Here’s the reality: for any new technology (and even old ones), most of the projects you start will fail. That’s just how the world works. We are usually wrong. We have bad ideas. We made a wrong assumption. As Rafiki would say, “You can either run from it, or learn from it.” The risk here is not failing. Its that your failures are expensive and slow. You need to assume that most projects will fail and so you should do a LOT of them as quickly as possible and not bet the farm on any one of them.
One way I’ve seen this go wrong is when there is a lengthy gatekeeping proces for a new idea. You have to submit an intake. That intake gets reviwed by 3 layers of management. Your project gets weighed against the 50 other submissions (only 10 of which will be approved). Then 6 months later, you finally get access to the model API’s you need. By that time, one of two things has happened: either your realize pretty quickly that your idea won’t work or its not worth doing OR you idea is not obsolete (especially common now with the pace of llm model development). In either case, you just wasted 6 months and probably millions of dollars when you account for all the people involved.

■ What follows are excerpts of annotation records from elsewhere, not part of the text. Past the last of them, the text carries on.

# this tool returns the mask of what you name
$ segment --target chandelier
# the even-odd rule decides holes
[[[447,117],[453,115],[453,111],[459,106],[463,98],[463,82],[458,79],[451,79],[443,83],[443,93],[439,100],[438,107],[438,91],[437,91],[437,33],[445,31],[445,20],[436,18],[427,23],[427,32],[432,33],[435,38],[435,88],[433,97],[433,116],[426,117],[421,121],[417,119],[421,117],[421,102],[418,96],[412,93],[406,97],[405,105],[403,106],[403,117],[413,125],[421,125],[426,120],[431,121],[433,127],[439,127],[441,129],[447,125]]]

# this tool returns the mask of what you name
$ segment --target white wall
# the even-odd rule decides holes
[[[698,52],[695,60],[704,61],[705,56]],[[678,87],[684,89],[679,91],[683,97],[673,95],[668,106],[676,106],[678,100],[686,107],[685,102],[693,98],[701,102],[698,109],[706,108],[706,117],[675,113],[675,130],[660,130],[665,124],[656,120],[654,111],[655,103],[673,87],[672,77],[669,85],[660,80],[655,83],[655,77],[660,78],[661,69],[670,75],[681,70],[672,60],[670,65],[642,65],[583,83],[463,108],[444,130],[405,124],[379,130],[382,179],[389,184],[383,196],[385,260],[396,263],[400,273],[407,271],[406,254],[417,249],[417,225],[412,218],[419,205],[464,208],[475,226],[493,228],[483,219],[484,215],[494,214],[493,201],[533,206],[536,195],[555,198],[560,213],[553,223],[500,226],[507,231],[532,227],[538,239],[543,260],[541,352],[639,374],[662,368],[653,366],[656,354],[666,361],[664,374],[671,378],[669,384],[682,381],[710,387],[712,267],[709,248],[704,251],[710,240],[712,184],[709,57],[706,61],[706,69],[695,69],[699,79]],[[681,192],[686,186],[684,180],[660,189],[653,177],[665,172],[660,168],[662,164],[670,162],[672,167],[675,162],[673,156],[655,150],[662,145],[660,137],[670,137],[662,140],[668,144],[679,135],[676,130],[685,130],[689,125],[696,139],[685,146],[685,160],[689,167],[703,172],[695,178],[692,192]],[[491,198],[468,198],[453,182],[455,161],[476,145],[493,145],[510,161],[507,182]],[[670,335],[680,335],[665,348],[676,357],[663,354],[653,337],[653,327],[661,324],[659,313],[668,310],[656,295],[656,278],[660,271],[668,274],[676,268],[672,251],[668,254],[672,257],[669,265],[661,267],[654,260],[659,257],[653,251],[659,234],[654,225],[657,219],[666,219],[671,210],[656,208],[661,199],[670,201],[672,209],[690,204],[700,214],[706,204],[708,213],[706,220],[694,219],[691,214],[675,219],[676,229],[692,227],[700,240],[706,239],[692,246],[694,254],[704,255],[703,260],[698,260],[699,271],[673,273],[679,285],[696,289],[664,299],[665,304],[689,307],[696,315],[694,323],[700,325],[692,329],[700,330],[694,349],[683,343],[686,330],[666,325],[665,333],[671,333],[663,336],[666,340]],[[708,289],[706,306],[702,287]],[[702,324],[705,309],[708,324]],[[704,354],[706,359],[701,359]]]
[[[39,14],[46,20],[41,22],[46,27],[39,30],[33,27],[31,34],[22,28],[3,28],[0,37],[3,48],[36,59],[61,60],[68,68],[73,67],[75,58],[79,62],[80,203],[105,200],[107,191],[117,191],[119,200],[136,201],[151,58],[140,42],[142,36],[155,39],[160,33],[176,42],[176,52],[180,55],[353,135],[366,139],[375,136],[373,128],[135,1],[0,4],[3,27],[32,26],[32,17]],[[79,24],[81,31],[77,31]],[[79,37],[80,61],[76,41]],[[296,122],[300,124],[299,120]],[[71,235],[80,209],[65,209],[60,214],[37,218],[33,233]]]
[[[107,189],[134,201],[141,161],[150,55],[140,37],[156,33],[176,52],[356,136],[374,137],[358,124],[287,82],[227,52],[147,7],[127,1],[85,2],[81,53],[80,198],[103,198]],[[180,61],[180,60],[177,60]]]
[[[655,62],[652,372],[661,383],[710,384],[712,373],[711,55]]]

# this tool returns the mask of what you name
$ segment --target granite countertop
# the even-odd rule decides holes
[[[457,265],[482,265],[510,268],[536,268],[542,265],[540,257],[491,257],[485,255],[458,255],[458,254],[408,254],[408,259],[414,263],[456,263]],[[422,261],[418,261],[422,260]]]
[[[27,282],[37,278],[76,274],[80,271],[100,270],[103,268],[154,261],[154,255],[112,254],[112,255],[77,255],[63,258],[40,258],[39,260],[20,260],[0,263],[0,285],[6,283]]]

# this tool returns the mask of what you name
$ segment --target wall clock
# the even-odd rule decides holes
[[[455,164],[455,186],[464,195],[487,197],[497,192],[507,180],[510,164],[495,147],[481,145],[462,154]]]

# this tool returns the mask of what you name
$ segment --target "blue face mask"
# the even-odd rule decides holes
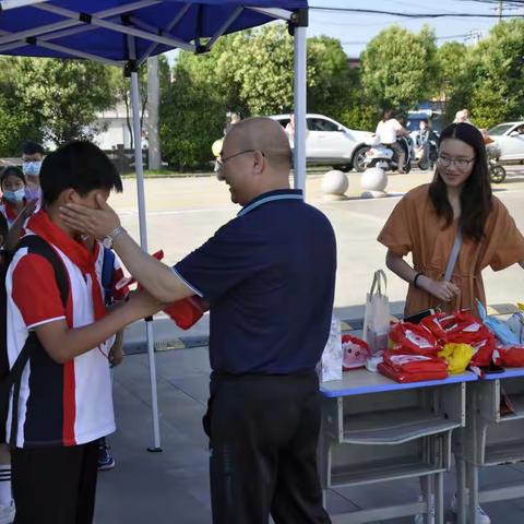
[[[41,160],[22,163],[22,170],[27,177],[37,177],[40,174]]]
[[[4,191],[3,198],[9,202],[22,202],[25,198],[25,189],[19,189],[17,191]]]

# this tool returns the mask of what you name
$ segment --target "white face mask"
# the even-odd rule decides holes
[[[22,163],[22,170],[27,177],[37,177],[40,174],[41,160]]]
[[[25,198],[25,188],[19,189],[17,191],[4,191],[3,198],[12,203],[22,202]]]

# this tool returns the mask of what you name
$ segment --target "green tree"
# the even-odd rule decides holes
[[[348,117],[357,120],[347,109],[357,99],[358,75],[341,43],[326,36],[309,39],[307,68],[309,111],[344,123]],[[293,38],[283,24],[226,36],[203,56],[180,53],[160,111],[165,158],[186,166],[211,160],[211,144],[223,134],[227,110],[243,118],[291,111],[293,74]],[[200,128],[202,118],[207,126]],[[199,122],[200,132],[187,122]]]
[[[362,53],[361,80],[376,106],[410,109],[428,98],[437,80],[434,34],[415,34],[398,25],[381,32]]]
[[[524,117],[523,34],[523,20],[501,22],[472,49],[469,108],[481,128]]]
[[[107,74],[109,75],[109,82],[111,91],[115,94],[115,102],[123,103],[126,107],[126,123],[128,127],[129,135],[131,136],[131,148],[133,148],[133,121],[132,121],[132,108],[131,108],[131,80],[129,76],[124,76],[123,72],[119,68],[107,66]],[[169,63],[164,55],[158,57],[158,75],[160,83],[160,96],[169,87]],[[147,68],[144,63],[139,72],[139,94],[140,94],[140,128],[143,129],[144,114],[147,106]]]
[[[433,96],[444,103],[445,120],[451,122],[458,109],[469,106],[471,48],[446,41],[437,51],[438,83]]]
[[[105,66],[82,60],[9,59],[13,90],[34,129],[57,145],[92,139],[96,114],[115,103]]]

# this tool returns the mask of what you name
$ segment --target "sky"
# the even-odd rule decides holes
[[[327,35],[338,38],[349,57],[358,57],[366,43],[377,36],[389,25],[396,23],[409,31],[418,32],[424,24],[429,24],[436,32],[438,43],[457,40],[472,43],[471,33],[477,31],[486,36],[498,20],[495,19],[405,19],[384,14],[357,14],[342,12],[317,11],[312,8],[352,8],[386,10],[401,13],[483,13],[496,15],[493,8],[498,2],[463,1],[463,0],[309,0],[308,36]],[[511,2],[502,2],[503,14],[524,16],[524,4],[519,9],[510,9]],[[452,37],[452,38],[450,38]]]
[[[249,2],[246,2],[249,3]],[[524,1],[522,7],[515,8],[517,2],[503,1],[504,15],[524,16]],[[350,58],[357,58],[366,48],[366,44],[391,24],[398,24],[406,29],[418,32],[424,24],[434,29],[437,44],[456,40],[473,44],[472,32],[479,37],[487,36],[489,29],[497,24],[496,9],[499,2],[490,0],[309,0],[308,36],[326,35],[338,38],[344,50]],[[313,8],[350,8],[393,11],[400,13],[449,13],[448,17],[440,19],[406,19],[403,16],[327,12]],[[460,17],[453,13],[480,13],[493,15],[492,19]],[[172,62],[178,51],[167,53]]]

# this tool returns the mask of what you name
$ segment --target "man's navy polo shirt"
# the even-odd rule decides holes
[[[211,305],[214,371],[315,367],[330,332],[336,245],[301,191],[258,196],[174,271]]]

So what to do instead? Instead of spending time on processes and governance, spend time on platforms and tooling. Make it easy for anyone to get access to the tools (in a controlled way) and test out ideas. Make it easy to measure the impact of those ideas. Make it easy to kill the bad ones and double down on the good ones. The faster you can do that, the more likely you are to find a few winners and the less money you will waste on losers.